Cette fois, on n’a pas lésiné sur les moyens. C’est même certainement notre plus belle opération. Une vraie superproduction. Puisque les acheteurs potentiels sont emballés par la situation du quartier, il va falloir les dégoûter de l’ambiance qui y règne. Ça commence dès le carrefour avec Tibor, habillé en guenilles, qui fait la manche avec un de ses chiens qu’il n’a pas brossé depuis trois jours. On lui a sali la figure avec de la cendre. Il est décoiffé, assis au pied d’un arbre du coin de la rue, un talkie-walkie caché dans le revers de son manteau sale, trop grand et déchiré. Comme la rue de Manon est en sens unique, il sera le premier à repérer les voitures et nous alertera. Léo dit qu’il est notre poste avancé. Au début, fort de son imagination débordante et un poil déjantée, Tibor avait prévu de « stocker » des nouilles dans sa bouche pour faire semblant de vomir quand les acheteurs passeraient devant lui, mais on lui a demandé de s’abstenir.

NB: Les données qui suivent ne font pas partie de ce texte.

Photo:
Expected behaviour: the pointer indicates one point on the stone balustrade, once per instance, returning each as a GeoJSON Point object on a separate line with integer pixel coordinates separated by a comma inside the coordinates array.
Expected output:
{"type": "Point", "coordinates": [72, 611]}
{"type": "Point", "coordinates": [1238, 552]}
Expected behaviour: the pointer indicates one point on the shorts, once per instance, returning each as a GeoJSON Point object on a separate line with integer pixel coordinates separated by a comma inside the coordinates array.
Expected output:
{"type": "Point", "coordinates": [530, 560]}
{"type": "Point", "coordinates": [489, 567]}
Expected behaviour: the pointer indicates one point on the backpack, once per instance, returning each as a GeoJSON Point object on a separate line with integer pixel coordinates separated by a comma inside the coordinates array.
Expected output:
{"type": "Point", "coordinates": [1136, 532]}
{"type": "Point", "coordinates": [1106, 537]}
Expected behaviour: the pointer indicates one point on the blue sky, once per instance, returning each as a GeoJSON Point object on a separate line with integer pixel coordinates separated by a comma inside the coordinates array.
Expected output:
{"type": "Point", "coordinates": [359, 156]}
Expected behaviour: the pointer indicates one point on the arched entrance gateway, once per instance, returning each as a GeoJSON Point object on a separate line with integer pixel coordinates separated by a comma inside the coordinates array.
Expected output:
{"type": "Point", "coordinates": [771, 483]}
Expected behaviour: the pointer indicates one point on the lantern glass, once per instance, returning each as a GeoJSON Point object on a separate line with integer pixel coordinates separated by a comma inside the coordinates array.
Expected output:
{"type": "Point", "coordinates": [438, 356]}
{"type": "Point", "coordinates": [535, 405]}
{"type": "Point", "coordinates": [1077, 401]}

Plus loin sur le trajet, on a placé Antoine et Louis, sapés comme des racailles, avec la casquette à l’envers et les baggys au ras des fesses. Ils se sont entraînés à faire de grands gestes en parlant. Même pas besoin du son, le spectacle est éloquent. Antoine s’est mis des tonnes de chaînes dorées autour du cou. On dirait un rappeur. Avec ces mises en bouche avant d’arriver devant la maison à vendre, nos valeureux concurrents devraient déjà avoir une drôle d’image du quartier et moins d’appétit. Les pneus et les sacs d’ordures éventrés sur la pelouse des parents de Léa n’arrangeront sans doute pas l’affaire. Mais le clou du spectacle, c’est la maison elle-même. Sur l’applique électrique extérieure, on a mis un joli cache rouge. Et à l’intérieur, Madame Manon attend ses clients… Eva, Pauline et moi sommes prêtes à les accueillir, sous la surveillance de notre redoutable — mais néanmoins séduisant — souteneur, Léo. Le scénario est de moi. On a beaucoup travaillé les costumes. Et pour les maquillages, dans le genre « pouffiasse », on est au-delà de tout ce qui s’est fait jusque-là sur Terre. On ressemble au nuancier d’un magasin de peinture ou à une ultime tentative désespérée de stimulation sur des daltoniens. Côté tenue, c’est le grand soir : en bustier de dentelle pigeonnant et guêpière, Eva a l’air d’une dragueuse de saloon. Elle est drôlement bien foutue. Pauline porte une robe en satin rouge fendue sur le côté dont elle a coupé une bretelle. On se demande toutes où elle a trouvé ça et comment ça peut tenir sur son corps sans clous de tapissier. Manon est en maillot de bain sexy avec un paréo. Et moi, en minijupe plissée façon pom-pom girl avec un petit haut nombril à l’air qui met mes formes bien en valeur. Il est clair que ce n’est pas le numéro de mon t-shirt que l’on regarde…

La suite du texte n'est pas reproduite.